Libye : les opérations de la compagnie nationale de pétrole ne doivent pas être entravées (Conseil de sécurité)

19 juillet 2018

Les membres du Conseil de sécurité des Nations Unies se sont félicités de l'annonce faite le 11 juillet de la reprise des activités de la Compagnie nationale libyenne de pétrole (NOC) au nom de tous les Libyens.

Dans une déclaration de presse publiée jeudi, le Conseil de sécurité a souligné que les opérations de la NOC doivent se poursuivre « sans entraves pour tous les Libyens ».
Cette déclaration intervient deux jours après l'exposé fait le Représentant spécial du Secrétaire général en Libye, Ghassan Salamé, devant le Conseil de sécurité.
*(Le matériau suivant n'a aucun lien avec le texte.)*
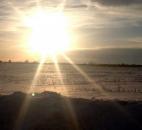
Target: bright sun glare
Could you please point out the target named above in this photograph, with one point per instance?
(49, 32)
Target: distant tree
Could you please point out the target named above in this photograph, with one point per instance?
(9, 61)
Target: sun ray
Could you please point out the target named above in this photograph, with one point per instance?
(26, 102)
(66, 101)
(87, 77)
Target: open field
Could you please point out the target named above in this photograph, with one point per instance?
(105, 82)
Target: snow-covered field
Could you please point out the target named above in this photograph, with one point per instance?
(93, 82)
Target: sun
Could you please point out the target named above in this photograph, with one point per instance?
(49, 32)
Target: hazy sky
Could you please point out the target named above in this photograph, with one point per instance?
(94, 23)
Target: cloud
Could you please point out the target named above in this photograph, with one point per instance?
(117, 2)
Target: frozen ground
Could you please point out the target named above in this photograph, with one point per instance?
(107, 82)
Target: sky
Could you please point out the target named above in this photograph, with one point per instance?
(93, 23)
Après avoir entendu l’Envoyé de l’ONU dans le pays, les 15 membres du Conseil ont réaffirmé leur « attachement à la souveraineté de la Libye sur son territoire et ses ressources ». Ils ont également souligné que les ressources pétrolières libyennes doivent rester sous le contrôle exclusif du NOC ainsi que la nécessité pour le gouvernement d'union nationale (GNA) d'exercer un « contrôle unique et efficace » sur les institutions économiques et financières libyennes, sans préjudice des futurs arrangements en vertu de l'accord politique libyen (APL).
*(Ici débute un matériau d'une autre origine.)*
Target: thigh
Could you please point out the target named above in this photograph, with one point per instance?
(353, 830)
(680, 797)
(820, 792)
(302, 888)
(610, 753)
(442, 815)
Les membres du Conseil de sécurité ont condamné les attaques menées par Ibrahim Jadhran contre l'infrastructure pétrolière en juin 2018. Ils ont rappelé que des personnes ou des entités engagées ou soutenant des actes menaçant la paix, la stabilité ou la sécurité de la Libye, conformément à la résolution 2213 (2015).

Ils ont rappelé à tous les États membres la condamnation par le Conseil, dans sa résolution 2362 (2017), des exportations illicites de pétrole, telles que le pétrole brut et les produits pétroliers raffinés de Libye, et ont réitéré leur appel aux États membres pour qu'ils cessent de soutenir et d’avoir des contacts officiels avec les institutions parallèles qui revendiquent être l'autorité légitime, mais qui sont en dehors de l'APL.
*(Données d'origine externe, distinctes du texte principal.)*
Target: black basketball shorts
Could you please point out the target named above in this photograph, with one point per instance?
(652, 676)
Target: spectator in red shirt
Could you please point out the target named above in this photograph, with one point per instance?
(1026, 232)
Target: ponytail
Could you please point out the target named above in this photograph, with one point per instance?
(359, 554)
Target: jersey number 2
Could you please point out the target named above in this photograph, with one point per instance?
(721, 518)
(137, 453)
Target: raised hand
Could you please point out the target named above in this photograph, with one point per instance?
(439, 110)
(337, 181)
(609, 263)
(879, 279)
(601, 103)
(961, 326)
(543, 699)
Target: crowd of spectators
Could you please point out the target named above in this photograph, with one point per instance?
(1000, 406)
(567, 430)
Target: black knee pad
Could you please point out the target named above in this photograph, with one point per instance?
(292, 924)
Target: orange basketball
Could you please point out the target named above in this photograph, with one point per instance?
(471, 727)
Unifier les institutions économiques et financières du pays

Le Conseil de sécurité a noté l'importance que Ghassan Salamé attache à l'unification des institutions économiques et financières de la Libye et à l'accroissement de leur transparence. À cet égard, et à la lumière de la demande faite par le Premier Ministre Serraj au Conseil de sécurité, les membres du Conseil ont invité M. Salamé à présenter des propositions préliminaires, dans le contexte du Plan d'action de l'ONU, en tenant compte de son dialogue avec les parties libyennes.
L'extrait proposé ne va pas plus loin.